A empresa planeja investir 100 milhões de dólares até 2015 para aumentar a produtividade das fábricas. O que motiva os investimentos é o custo da mão de obra — só no ano passado, os salários de operários da montagem subiram 30%. “A continuar assim, chegaremos a um ponto em que nem governo nem setor privado vão conseguir bancar novos aumentos”, diz José Roberto Mendonça de Barros, economista da MB Associados.

Sem falar na pressão de custos sobre a taxa de inflação, que já anda acima de 6% ao ano. Em parte, ela é combatida com medidas que criam distorções, como o controle de preços dos combustíveis. O recente corte de impostos de produtos da cesta básica é de efeito duvidoso e pode funcionar como mais um estímulo ao consumo.

“A cada crise, a tentação dos governos é adotar medidas de curto prazo, mas é preciso olhar à frente”, diz Werner Baer,­ economista da Universidade de Illinois e autor do livro The Brazilian Economy, Growth and Development.

Alguns movimentos de espectro mais amplo alimentam a esperança de que isso tenha começado. A série de concessões de rodovias, ferrovias e aeroportos para a iniciativa privada, anunciada no ano passado, foi o mais notório deles.

A recente revisão das condições oferecidas aos investidores, permitindo que o retorno do capital saia da faixa de 5% para 10% a 15% ao ano, é outro alento. Os cerca de 40 economistas, empresários e executivos ouvidos por EXAME concordam que o Brasil não está às portas de perder os ganhos da última década.

“Quando olhamos para a frente, vemos motivos para manter o otimismo, entre eles o tamanho do mercado interno e os projetos de infraestrutura”, afirma Jua­rez Lopes de Araújo, presidente da consultoria Deloitte. “Mas o otimismo é garantido só para os próximos dois ou três anos.” Para que o futuro continue a ser promissor, é vital uma agenda de novas reformas.
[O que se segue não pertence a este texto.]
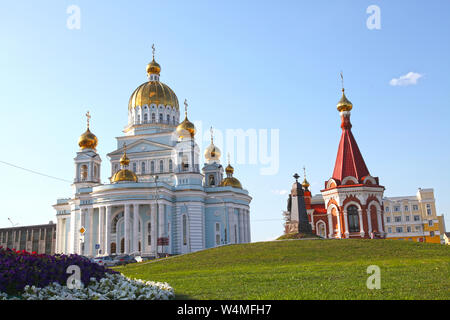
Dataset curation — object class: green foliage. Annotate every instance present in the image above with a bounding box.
[117,240,450,300]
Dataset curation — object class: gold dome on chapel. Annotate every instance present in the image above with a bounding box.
[337,88,353,112]
[147,57,161,75]
[205,142,222,161]
[78,128,98,150]
[78,111,98,150]
[219,159,242,189]
[205,127,222,161]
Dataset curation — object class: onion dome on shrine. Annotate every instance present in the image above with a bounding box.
[111,145,138,183]
[219,159,242,189]
[176,99,196,139]
[205,127,222,163]
[78,111,98,150]
[337,88,353,112]
[128,46,179,110]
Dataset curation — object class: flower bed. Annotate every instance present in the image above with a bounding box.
[0,247,174,300]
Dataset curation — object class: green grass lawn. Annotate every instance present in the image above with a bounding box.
[116,240,450,299]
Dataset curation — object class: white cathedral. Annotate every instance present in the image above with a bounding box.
[53,50,252,257]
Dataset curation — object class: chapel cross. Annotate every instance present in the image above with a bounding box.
[86,111,91,129]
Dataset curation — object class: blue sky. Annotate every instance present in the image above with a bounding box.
[0,0,450,240]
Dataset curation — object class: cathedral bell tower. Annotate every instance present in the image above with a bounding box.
[202,127,223,187]
[175,100,203,185]
[285,174,312,234]
[73,111,102,193]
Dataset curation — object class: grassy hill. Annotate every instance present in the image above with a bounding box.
[116,240,450,299]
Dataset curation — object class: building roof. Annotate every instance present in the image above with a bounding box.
[333,122,370,181]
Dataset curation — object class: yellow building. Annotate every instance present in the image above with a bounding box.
[383,188,445,243]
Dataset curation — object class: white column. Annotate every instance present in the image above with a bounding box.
[55,217,61,253]
[150,203,158,256]
[104,206,112,255]
[133,203,139,252]
[238,209,245,243]
[158,203,166,237]
[344,210,350,238]
[336,210,342,239]
[97,207,105,255]
[377,209,384,233]
[124,204,130,254]
[327,212,334,238]
[366,208,372,236]
[84,208,94,256]
[358,209,366,237]
[245,210,252,243]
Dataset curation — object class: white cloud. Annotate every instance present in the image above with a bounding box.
[389,72,423,87]
[272,190,289,196]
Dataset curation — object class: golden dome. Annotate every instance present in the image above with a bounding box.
[111,169,137,183]
[205,142,222,161]
[128,81,179,110]
[219,177,242,189]
[78,128,98,150]
[337,88,353,112]
[205,127,222,161]
[120,151,130,167]
[177,116,195,138]
[147,58,161,75]
[225,164,234,175]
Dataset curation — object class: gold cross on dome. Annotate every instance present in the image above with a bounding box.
[86,111,91,129]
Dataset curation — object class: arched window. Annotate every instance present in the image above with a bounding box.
[81,164,87,181]
[347,205,359,232]
[147,222,152,246]
[183,215,187,246]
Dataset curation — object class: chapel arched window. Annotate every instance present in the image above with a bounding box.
[347,205,359,232]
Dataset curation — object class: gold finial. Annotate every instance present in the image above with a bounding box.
[86,111,91,129]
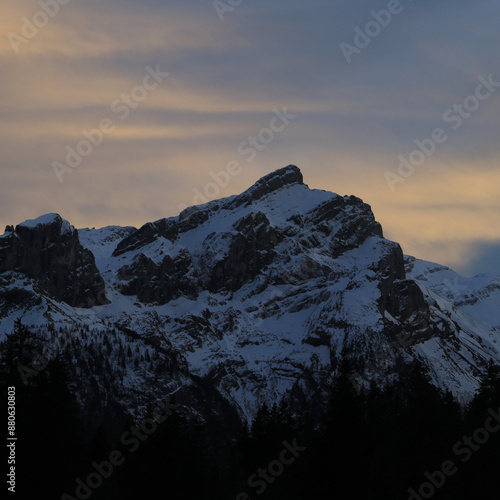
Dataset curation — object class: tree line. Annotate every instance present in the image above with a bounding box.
[0,321,500,500]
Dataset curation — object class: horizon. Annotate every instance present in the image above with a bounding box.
[0,0,500,276]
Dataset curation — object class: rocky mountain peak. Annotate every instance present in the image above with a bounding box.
[0,213,106,307]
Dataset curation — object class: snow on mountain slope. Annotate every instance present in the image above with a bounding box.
[0,166,500,418]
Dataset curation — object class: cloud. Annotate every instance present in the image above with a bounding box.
[0,0,500,272]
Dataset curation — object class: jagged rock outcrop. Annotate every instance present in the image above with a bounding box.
[0,165,500,419]
[0,214,107,308]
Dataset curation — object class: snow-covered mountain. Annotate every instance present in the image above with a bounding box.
[0,165,500,424]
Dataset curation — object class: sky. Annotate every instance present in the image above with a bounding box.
[0,0,500,276]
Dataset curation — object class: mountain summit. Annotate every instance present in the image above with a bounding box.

No longo prazo, as escolhas do Brasil de agora significarão a diferença entre ser uma nação mais velha, porém rica, ou ser uma sociedade envelhecida e ainda lutando para deixar a condição de emergente.

“O risco é o país ficar limitado a perseguir um projeto mais modesto do que o que poderia de fato realizar”, diz José Alexandre Scheinkman, professor de economia na Universidade Princeton, nos Estados Unidos. Ainda é tempo de optar pelo melhor.